Status: Resolved (View Workflow)
Affects Version/s: None
Fix Version/s: None
Per the k8s docs, retry of probes before treating the probe as failed can be configured in the probe config provided to k8s. In our case that's in set in the application template livenessProbe/readinessProbe config section that ultimately configures k8s to call the our livenessProbe.sh and readinessProbe.sh.
Further, those docs indicate that by default probes should not take longer than 1 sec to execute, otherwise the probe will be considered failed. That timeout can be a higher value, but again the templates would need to set that.
Per the bug report at  it seems k8s is not properly enforcing the timeout, but that could change at any time, so we should work to ensure our probes do not start failing if OpenShift moves to a k8s release with this fixed.
The retry and timeout issues are related because one reason our probes might take a long time to complete is that they currently attempt to do retries internally.
1) The scripts in the os-eap-probes module check for COUNT and SLEEP args to the script (which would be set in the application template livenessProbe/readinessProbe config section) and default to 30 and 5 respectively.
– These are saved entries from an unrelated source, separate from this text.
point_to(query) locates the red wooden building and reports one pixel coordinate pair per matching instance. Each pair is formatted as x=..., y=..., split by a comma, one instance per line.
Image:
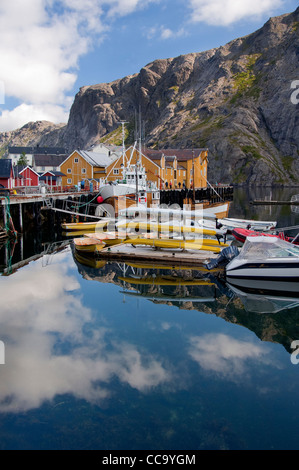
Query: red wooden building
x=6, y=173
x=25, y=176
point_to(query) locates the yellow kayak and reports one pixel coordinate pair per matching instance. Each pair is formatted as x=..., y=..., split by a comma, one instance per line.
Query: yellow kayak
x=166, y=228
x=176, y=244
x=85, y=226
x=89, y=261
x=164, y=281
x=88, y=245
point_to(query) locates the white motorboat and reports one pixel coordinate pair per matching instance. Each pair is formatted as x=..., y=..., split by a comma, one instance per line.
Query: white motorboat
x=258, y=225
x=265, y=259
x=258, y=300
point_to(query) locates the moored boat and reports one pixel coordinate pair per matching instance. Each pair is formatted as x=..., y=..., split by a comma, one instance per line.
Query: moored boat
x=85, y=226
x=242, y=234
x=265, y=259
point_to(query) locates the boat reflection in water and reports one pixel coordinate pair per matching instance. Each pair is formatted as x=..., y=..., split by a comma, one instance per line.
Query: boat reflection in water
x=272, y=315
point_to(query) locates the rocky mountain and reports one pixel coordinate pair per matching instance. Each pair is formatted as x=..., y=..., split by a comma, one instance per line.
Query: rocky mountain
x=239, y=100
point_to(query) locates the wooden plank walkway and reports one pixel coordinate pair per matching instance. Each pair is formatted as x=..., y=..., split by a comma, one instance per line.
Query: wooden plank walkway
x=274, y=203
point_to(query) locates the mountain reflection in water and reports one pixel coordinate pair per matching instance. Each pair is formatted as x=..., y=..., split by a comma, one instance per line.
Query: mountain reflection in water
x=206, y=291
x=128, y=356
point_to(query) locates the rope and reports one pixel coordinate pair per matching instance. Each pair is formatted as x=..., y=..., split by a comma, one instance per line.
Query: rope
x=9, y=226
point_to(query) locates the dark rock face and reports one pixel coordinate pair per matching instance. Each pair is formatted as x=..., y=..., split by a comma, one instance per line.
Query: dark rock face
x=234, y=100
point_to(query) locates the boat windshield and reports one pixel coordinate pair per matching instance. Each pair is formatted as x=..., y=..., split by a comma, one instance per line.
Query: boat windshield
x=260, y=248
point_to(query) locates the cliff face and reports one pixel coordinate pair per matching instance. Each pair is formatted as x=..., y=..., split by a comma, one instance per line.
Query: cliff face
x=234, y=100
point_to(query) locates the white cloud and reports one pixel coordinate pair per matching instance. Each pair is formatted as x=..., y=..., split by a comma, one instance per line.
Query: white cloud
x=227, y=12
x=226, y=356
x=25, y=113
x=41, y=42
x=164, y=33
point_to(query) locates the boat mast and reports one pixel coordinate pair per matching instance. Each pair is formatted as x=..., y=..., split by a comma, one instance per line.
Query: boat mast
x=123, y=123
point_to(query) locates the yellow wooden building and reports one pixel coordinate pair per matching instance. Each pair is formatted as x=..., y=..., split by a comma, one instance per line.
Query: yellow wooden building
x=168, y=169
x=83, y=166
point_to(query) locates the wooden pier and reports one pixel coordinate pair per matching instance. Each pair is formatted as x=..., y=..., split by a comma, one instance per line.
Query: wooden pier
x=274, y=203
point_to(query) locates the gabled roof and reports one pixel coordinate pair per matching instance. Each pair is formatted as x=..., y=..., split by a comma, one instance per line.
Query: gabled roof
x=49, y=160
x=38, y=150
x=180, y=154
x=52, y=173
x=21, y=168
x=94, y=159
x=5, y=168
x=98, y=159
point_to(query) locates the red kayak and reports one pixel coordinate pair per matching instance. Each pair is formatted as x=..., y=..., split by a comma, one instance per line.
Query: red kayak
x=241, y=234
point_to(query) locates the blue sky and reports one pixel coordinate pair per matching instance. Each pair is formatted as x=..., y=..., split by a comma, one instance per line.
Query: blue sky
x=50, y=48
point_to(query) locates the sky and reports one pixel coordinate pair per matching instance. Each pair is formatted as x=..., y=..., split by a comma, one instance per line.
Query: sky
x=51, y=48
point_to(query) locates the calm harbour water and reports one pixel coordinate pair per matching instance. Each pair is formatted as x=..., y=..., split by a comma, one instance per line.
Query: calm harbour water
x=129, y=357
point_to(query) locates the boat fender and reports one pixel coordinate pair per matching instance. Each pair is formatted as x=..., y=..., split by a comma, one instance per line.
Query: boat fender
x=227, y=255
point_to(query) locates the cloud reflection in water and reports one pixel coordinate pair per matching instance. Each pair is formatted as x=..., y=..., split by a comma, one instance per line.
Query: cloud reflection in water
x=41, y=308
x=227, y=356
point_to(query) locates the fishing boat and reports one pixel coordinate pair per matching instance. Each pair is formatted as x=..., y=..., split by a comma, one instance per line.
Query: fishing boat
x=258, y=225
x=212, y=212
x=265, y=259
x=242, y=234
x=162, y=228
x=85, y=226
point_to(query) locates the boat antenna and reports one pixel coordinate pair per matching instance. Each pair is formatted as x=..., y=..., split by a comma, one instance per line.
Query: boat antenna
x=123, y=123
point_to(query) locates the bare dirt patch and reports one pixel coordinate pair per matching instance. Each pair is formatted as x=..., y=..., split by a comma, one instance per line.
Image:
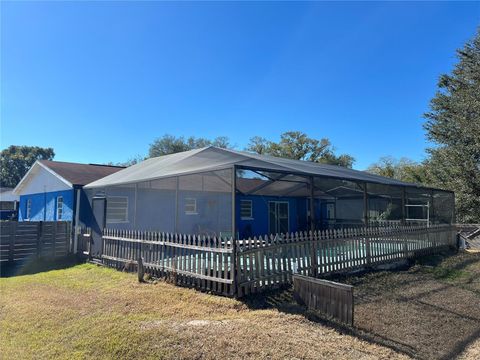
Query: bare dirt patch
x=428, y=311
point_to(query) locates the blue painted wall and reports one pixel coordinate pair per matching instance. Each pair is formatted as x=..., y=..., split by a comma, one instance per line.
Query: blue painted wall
x=44, y=206
x=258, y=225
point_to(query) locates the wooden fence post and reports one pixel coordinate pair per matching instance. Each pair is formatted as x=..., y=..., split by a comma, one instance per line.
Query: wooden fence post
x=140, y=269
x=54, y=237
x=11, y=243
x=39, y=239
x=367, y=247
That means in case of failure, the retry will take longer than 1 sec, so once the issue at  is fixed the retries will no longer be meaningful.
So, templates should use periodSeconds and failureThreshold to configure retries, and should set the "COUNT" arg to the scripts (first arg) to 1, disabling internal retry.
At some point the default value of COUNT in the scripts could be changed to 1. Care needs to be taken with this though as that would change the behavior of images that don't include the updated k8s settings.
2) Also, livenessProbe.sh sleeps for 5 secs before beginning the probe.
If this is still a concern we need to find a different solution.
This will probably need subtasks or something, so different product teams can adjust their own templates.